Wrexham soccer club gets Hollywood series chronicling actor takeover

FILE PHOTO: Actor Ryan Reynolds poses on the red carpet during the premiere of "Deadpool 2" in Manhattan, New York

LOS ANGELES (Reuters) - Hollywood actors Ryan Reynolds and Rob McElhenney are turning their surprise purchase of Welsh soccer team Wrexham into a TV series, the FX network said on Tuesday.

"Welcome to Wrexham," will trace the efforts of the two actors, both of them novices when it comes to British soccer, to improve the fortunes of the small club which has never competed in top-flight English soccer.

Reynolds, the star of superhero comedy movie "Deadpool," and McElhenney, the creator of TV series "It's Always Sunny in Philadelphia," bought Wrexham in February from the club's supporters, who owned it.

The club said the actors had invested some 2 million pounds ($2.76 million) as part of the takeover deal.

"We can never truly ‘own’ the world’s third oldest club.

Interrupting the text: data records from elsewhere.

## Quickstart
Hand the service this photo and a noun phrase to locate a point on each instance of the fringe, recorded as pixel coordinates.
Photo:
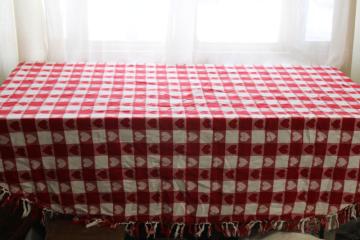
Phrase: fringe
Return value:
(154, 229)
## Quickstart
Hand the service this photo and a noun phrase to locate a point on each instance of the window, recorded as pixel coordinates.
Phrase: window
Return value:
(239, 21)
(319, 20)
(128, 20)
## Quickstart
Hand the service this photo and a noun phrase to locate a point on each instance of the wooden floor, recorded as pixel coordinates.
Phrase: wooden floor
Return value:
(66, 230)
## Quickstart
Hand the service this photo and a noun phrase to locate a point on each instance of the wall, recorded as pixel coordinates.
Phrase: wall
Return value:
(355, 70)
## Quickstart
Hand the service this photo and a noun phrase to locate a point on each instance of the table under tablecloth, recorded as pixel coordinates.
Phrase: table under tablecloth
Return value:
(186, 144)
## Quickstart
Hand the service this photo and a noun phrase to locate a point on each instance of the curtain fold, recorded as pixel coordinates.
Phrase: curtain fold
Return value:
(309, 32)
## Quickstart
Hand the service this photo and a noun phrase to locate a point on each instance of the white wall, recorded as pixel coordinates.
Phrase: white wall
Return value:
(355, 69)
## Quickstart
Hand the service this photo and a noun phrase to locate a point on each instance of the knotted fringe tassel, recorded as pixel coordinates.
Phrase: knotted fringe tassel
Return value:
(279, 225)
(130, 229)
(150, 228)
(179, 230)
(4, 194)
(230, 229)
(26, 208)
(93, 223)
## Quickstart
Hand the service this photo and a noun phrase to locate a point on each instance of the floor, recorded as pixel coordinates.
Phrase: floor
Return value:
(65, 229)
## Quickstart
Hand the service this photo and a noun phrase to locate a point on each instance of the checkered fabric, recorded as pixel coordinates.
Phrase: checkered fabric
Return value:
(184, 143)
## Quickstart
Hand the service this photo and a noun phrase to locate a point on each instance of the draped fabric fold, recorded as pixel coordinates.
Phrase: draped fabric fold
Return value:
(308, 32)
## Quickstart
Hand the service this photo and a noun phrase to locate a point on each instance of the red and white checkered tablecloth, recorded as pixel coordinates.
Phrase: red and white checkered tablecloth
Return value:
(184, 143)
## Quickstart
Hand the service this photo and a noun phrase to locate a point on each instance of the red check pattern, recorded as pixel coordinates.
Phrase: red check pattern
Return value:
(185, 143)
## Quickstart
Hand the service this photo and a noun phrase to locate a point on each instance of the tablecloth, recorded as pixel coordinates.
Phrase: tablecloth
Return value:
(185, 144)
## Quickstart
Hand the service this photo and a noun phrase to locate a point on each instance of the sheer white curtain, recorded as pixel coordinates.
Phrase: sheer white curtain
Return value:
(186, 31)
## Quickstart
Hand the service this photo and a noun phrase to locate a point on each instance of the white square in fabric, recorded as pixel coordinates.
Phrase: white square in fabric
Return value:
(153, 161)
(299, 208)
(179, 209)
(354, 162)
(71, 137)
(334, 136)
(73, 162)
(154, 185)
(106, 208)
(202, 210)
(227, 209)
(129, 186)
(230, 162)
(179, 136)
(232, 136)
(127, 161)
(152, 136)
(326, 185)
(78, 187)
(44, 137)
(179, 185)
(279, 185)
(154, 209)
(179, 161)
(321, 208)
(309, 136)
(330, 161)
(101, 162)
(206, 136)
(98, 136)
(250, 208)
(126, 136)
(256, 162)
(284, 136)
(104, 186)
(204, 186)
(276, 209)
(229, 186)
(205, 162)
(350, 186)
(18, 139)
(258, 136)
(356, 137)
(253, 186)
(130, 209)
(306, 161)
(282, 161)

All (we) can do is try to improve the club for its true and forever owners – the community of Wrexham," McElhenney tweeted on Tuesday.

FX said the series would "track Rob and Ryan’s crash course in football club ownership and the inextricably connected fates of a team and a town counting on two actors to bring some serious hope and change to a community that could use it."

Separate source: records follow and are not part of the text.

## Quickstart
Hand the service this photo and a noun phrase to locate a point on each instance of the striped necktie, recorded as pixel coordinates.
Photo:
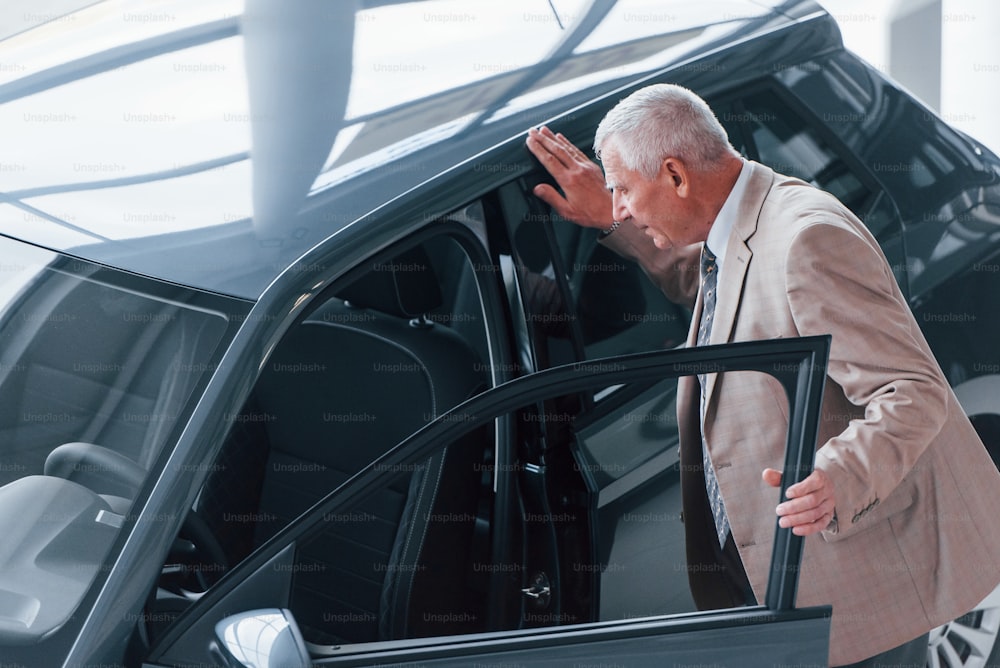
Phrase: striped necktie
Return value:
(709, 275)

FX did not say when the documentary series would air in the United States, or whether it would be available in Britain.

The actors announced the series with a tongue-in-cheek video on their social media accounts, featuring a Welsh translator.

"There is no way these two can manage a football club. And the one with the toupee thinks Wales is in Scotland," the translator says in Welsh.

Wrexham, known as the Red Dragons, was founded in 1864 and currently plays in England's fifth-tier soccer league.